Chinese official warns of risk if yuan rises
A senior Chinese trade official warned that any further appreciation of the Chinese currency risked driving exporters out of business, underscoring the domestic political pressures on Beijing amid growing international calls for China to let the yuan rise.
Vice Commerce Minister Zhong Shan, in an exclusive interview Thursday ahead of a visit to the U.S., said that the profit margin on many Chinese export goods was less than 2%.
Most exporters absorbed the appreciation in the value of the yuan that followed its revaluation in 2005 by boosting innovation and cutting costs, but many were forced to close, he said. A further rise in the currency's value would endanger more exporters' survival, which China can't afford, he said.
Mr. Zhong talked about a potential tipping-point effect to describe the fragile situation of many exporters. "Water doesn't boil if it is heated to 99 degree Celsius. But it will boil if it is heated by one more degree," he said. Likewise, "a further rise in the yuan by a very small magnitude might cause fundamental changes" to exporters in China, he said.
The yuan climbed 21% against the dollar from 2005 to 2008, when China adopted a managed-float currency system under which the yuan's value was linked to a basket of currencies. But the yuan has been kept almost unchanged against the dollar since the outbreak of the global crisis to help Chinese exporters, which has prompted much criticism from abroad.
Earlier in the week, a bipartisan group of U.S. senators introduced legislation aimed at forcing the Obama administration to take action against China over its currency policy, reflecting growing anger on Capitol Hill over the issue. On Thursday, U.S. Ambassador to China Jon Huntsman, in a speech to students at Tsinghua University in Beijing, called on China to allow "more flexibility" on the yuan exchange rate.
Mr. Zhong said that "I fully understand the state of mind of the U.S. government and its people" toward the problem of high unemployment. He pointed out, however, that while the U.S. has a jobless rate of more than 9%, compared with China's urban jobless rate of slightly more than 4%, the absolute number of China's jobless is far higher because of its much larger population. China makes no secret of the fact that its currency policy is designed partly to protect jobs in the export sector and thus maintain social stability.
Within Beijing's government bureaucracy, the thinking on exchange rates isn't monolithic. The Chinese Commerce Ministry is under particular pressure from the exporter lobby to defend their interests, and Mr. Zhong's comments reflect that political reality. Labor-intensive exporters have the most to lose from currency appreciation, which erodes their competitiveness.
Mr. Zhong said China is willing to purchase more American goods and take other steps to reduce its trade surplus with the U.S.
But he urged the U.S. to find a solution at home rather than put pressure on China. He noted that China found ways to cope when tens of millions of workers were thrown into unemployment in the late 1990s when the government shuttered unprofitable state-run enterprises. "When we have a problem, we usually look for the causes internally. However, the U.S. tends to look for reasons from the outside. There's a cultural difference between our two nations," Mr. Zhong said.
As an example of these differences, he said that more than a decade ago when he was chairman of a Chinese textile trading company he noticed that when U.S. business executives visited China "they said they must fly first class and stay at five-star hotels." He claimed he never awarded himself such luxuries. "I wanted to save costs and ease pressures within the company starting from the position of chairman," he said.
Mr. Zhong warned that a rise in the value of China's export products could also accelerate inflation in the U.S. and the rest of the world.
However, he carefully avoided saying that China would keep the currency regime entirely unchanged. "We are willing to have discussions with the U.S. on the currency issue. There's nothing that can't be discussed between China and the U.S. But if you pressure us to do something, that's not in line with China's culture," Mr. Zhong said.

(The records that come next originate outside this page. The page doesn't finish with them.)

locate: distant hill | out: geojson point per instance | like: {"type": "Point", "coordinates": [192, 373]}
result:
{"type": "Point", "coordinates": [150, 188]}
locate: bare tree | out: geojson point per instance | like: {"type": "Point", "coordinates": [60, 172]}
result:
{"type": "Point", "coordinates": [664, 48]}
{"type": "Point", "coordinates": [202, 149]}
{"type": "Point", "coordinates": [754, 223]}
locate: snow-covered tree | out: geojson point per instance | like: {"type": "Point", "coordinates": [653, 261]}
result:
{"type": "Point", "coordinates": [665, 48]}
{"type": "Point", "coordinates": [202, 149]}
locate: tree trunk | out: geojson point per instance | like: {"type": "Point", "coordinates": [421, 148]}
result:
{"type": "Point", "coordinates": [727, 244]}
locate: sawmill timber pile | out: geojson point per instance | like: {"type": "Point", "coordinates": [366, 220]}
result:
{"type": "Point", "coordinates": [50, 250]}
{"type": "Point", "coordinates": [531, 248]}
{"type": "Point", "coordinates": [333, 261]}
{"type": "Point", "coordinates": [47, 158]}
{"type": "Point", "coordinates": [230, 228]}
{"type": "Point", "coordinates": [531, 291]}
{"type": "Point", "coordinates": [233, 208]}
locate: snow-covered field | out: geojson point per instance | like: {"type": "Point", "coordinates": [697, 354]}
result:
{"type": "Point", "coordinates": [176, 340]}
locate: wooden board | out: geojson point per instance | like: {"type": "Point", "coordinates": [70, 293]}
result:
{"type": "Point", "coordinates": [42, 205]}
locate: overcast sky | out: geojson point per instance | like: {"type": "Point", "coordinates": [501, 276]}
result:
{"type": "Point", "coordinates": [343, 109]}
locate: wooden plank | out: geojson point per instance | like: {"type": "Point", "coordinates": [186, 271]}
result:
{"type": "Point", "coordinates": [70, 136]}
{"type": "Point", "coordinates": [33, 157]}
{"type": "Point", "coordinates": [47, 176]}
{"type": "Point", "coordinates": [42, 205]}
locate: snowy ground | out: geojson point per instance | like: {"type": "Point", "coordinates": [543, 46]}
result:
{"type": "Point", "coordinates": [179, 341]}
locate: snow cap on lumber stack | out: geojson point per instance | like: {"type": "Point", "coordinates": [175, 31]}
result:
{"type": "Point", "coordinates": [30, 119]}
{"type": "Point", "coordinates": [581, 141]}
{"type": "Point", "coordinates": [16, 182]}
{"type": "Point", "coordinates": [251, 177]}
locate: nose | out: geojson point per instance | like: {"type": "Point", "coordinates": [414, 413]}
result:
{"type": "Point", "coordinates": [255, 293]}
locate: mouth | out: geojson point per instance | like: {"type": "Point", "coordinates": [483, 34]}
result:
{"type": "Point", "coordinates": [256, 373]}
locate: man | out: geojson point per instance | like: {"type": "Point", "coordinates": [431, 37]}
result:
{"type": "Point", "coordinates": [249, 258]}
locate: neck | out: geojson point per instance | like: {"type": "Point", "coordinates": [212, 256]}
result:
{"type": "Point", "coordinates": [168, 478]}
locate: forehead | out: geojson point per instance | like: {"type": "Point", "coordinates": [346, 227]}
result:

Premier Wen Jiabao, at a news conference on Sunday, argued that the yuan isn't undervalued.
Mr. Zhong is scheduled to leave Saturday for the U.S., where he will meet U.S. representatives including congressmen to seek ways to improve the bilateral trade relationship amid rising political and economic tensions.
Earlier this week, Commerce Ministry's spokesman Yao Jian said the ministry has been examining the potential impact of a change in the yuan's value on exporters. Domestic media have reported other ministries are conducting similar investigations, dubbed "stress tests." However, economists say this shouldn't be interpreted as a sign Beijing is laying the groundwork for a rapid rise in the yuan in coming months, and some said China could in fact use the studies to argue against an appreciation of the currency.
Asked about a growing concern among many multinational companies about a worsening business environment in China, Mr. Zhong said China remains one of the most attractive destinations in the world for foreign investment and is determined to open its market further.